15. A 3-year-old child is brought to the emergency department after swallowing batteries taken from a grandparent's hearing aids. The parents believe that two batteries were swallowed. What should the nurse explain to the parents regarding the care that the child will need at this time? A) Activated charcoal so that the child will vomit the batteries B) Preparation for an emergency endoscopy to remove the batteries C) Oxygen to ensure that the child's blood is thoroughly oxygenated D) Emergency intubation to ensure that the child has an adequate airway

Ans: B Feedback: Objects that do not digest such as batteries need to be removed by endoscopy as soon as possible because they can lead to bowel perforation or volvulus from the acid within the object. Activated charcoal is used for accidental poisoning. The child is not demonstrating signs of respiratory distress and will not need oxygen or emergency intubation.

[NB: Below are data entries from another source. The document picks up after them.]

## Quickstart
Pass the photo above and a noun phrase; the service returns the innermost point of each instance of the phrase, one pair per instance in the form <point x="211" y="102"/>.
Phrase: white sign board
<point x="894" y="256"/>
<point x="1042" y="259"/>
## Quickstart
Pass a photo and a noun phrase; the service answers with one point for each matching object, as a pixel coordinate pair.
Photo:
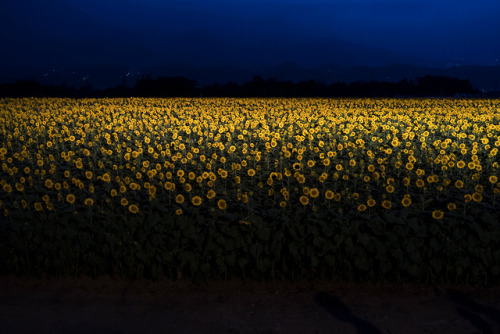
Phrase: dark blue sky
(144, 33)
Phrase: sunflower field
(378, 189)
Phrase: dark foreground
(104, 305)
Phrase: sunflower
(387, 204)
(362, 208)
(304, 200)
(196, 200)
(133, 208)
(211, 194)
(179, 199)
(70, 198)
(49, 183)
(222, 204)
(329, 194)
(406, 202)
(477, 197)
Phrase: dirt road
(104, 305)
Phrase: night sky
(68, 34)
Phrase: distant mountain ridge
(485, 78)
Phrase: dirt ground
(104, 305)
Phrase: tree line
(426, 86)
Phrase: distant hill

1. A 2-year-old child is diagnosed with lead poisoning caused by eating paint chips from a windowsill. What measure should the nurse instruct the parents to prevent this from occurring in the future? A) Teaching their daughter that paint is not an edible substance B) Not allowing their daughter any milk products during daylight hours C) Covering the windowsills with paneling to prevent her from reaching them D) Administering ipecac syrup the next time they see her eat a paint chip

Ans: C Feedback: Active interventions need to begin to prevent further lead exposure such as removal of the child from the environment containing the lead source or removal of the source of lead from the child's environment. Removal of the lead source is not an easy task in homes because simple repainting or wallpapering does not necessarily remove the source of peeling paint adequately. After some months, the new paint will begin to peel because of the defective paint underneath. The walls must therefore be covered by paneling or dry wall or other solid protective material. The child is 2 years old and will not understand that paint is not edible. Milk products will not prevent future episodes of lead poisoning. Syrup of ipecac will not help with the metabolism of lead from paint chips.

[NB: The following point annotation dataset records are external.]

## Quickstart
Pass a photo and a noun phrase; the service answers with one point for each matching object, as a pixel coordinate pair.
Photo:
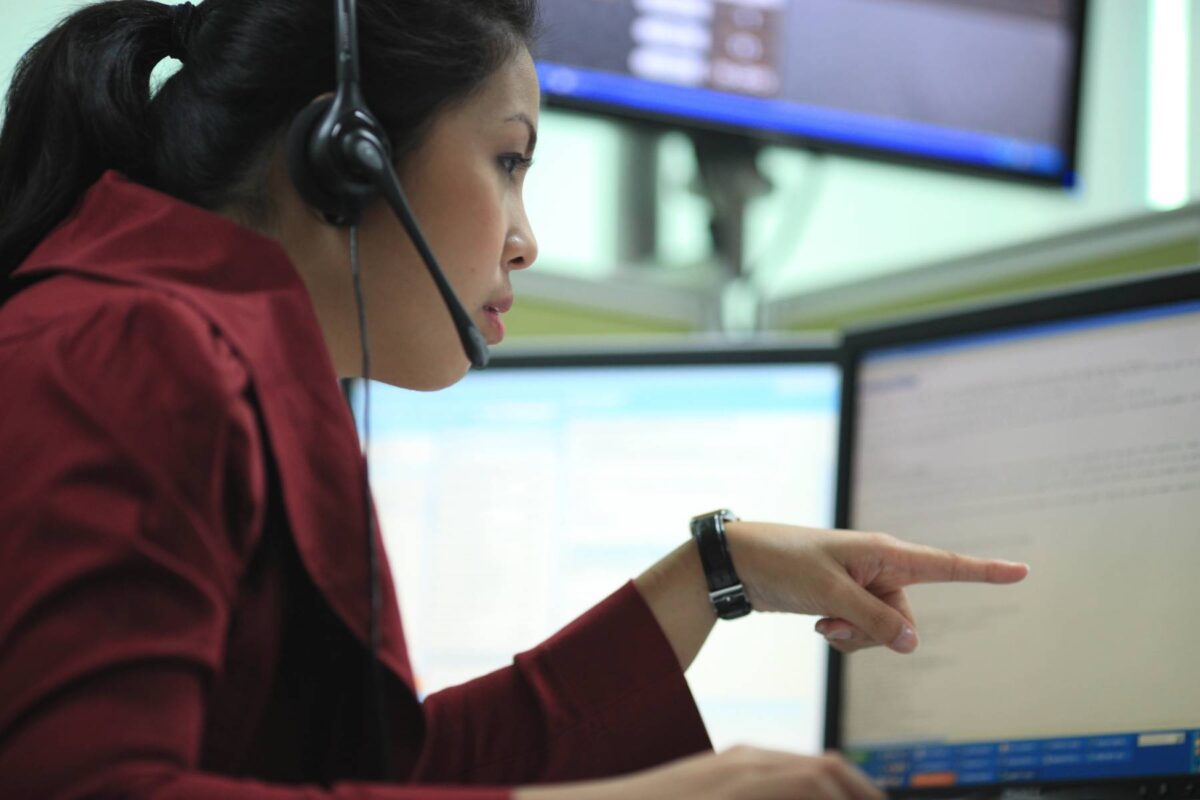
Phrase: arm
(131, 493)
(676, 591)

3. An infant is brought to the emergency department with acetaminophen poisoning. Which medication should the nurse expect to administer to this child? A) Iron B) Deferoxamine C) Acetylcysteine D) Dexamethasone

Ans: C Feedback: In the emergency department, acetylcysteine, a mucolytic agent and also the specific antidote for acetaminophen poisoning, will be administered. Acetylcysteine prevents hepatotoxicity by binding with the breakdown product of acetaminophen so that it will not bind to liver cells. Iron, deferoxamine, and dexamethasone are not used as antidote for acetaminophen poisoning.

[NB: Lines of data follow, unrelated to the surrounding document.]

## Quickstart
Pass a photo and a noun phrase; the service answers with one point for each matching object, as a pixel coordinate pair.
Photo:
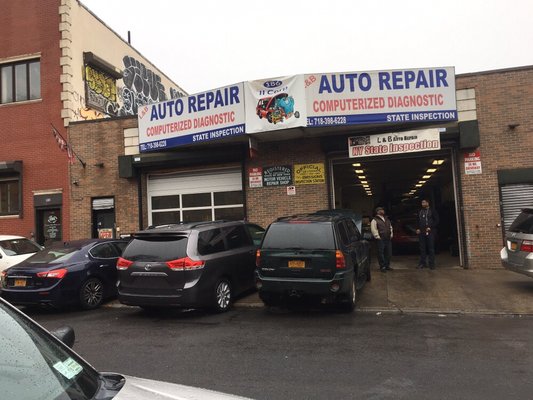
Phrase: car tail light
(55, 273)
(340, 262)
(185, 264)
(123, 264)
(527, 246)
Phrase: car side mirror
(65, 334)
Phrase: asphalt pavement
(311, 353)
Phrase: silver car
(517, 255)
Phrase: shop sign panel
(276, 103)
(394, 143)
(202, 117)
(255, 177)
(473, 163)
(381, 97)
(309, 174)
(277, 176)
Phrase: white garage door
(200, 196)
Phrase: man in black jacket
(382, 231)
(428, 219)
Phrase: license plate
(296, 264)
(20, 282)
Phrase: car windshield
(308, 236)
(53, 255)
(34, 366)
(156, 249)
(523, 223)
(17, 247)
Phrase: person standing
(428, 219)
(381, 228)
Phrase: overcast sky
(205, 44)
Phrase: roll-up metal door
(195, 196)
(514, 198)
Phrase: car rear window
(156, 249)
(308, 236)
(523, 223)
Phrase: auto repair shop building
(463, 142)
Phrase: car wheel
(222, 296)
(91, 293)
(348, 305)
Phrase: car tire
(348, 305)
(222, 296)
(91, 294)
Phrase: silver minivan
(517, 255)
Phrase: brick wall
(30, 28)
(502, 97)
(266, 204)
(101, 142)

2. A child with a head injury is demonstrating signs of cognitive deficits. The parents are concerned about how well the child will recover. Which nursing diagnosis should the nurse identify as the most appropriate for the family at this time? A) Anxiety related to extent of required hospitalization B) Risk for long-term learning deficits related to head injury C) Parental fear related to outcome after head injury in child D) Ineffective coping related to care of a child with a head injury

Ans: C Feedback: The parents are concerned if the child will recover. The most appropriate nursing diagnosis would be parental fear related to outcome after head injury. The parents are not demonstrating anxiety related to the hospitalization. Even though the child is demonstrating cognitive deficits at this time, this can change. The recovery from a head injury is unpredictable so deficits can resolve. The parents are not providing care to the child at this time, so there is no evidence of ineffective coping related to the care of a child with a head injury.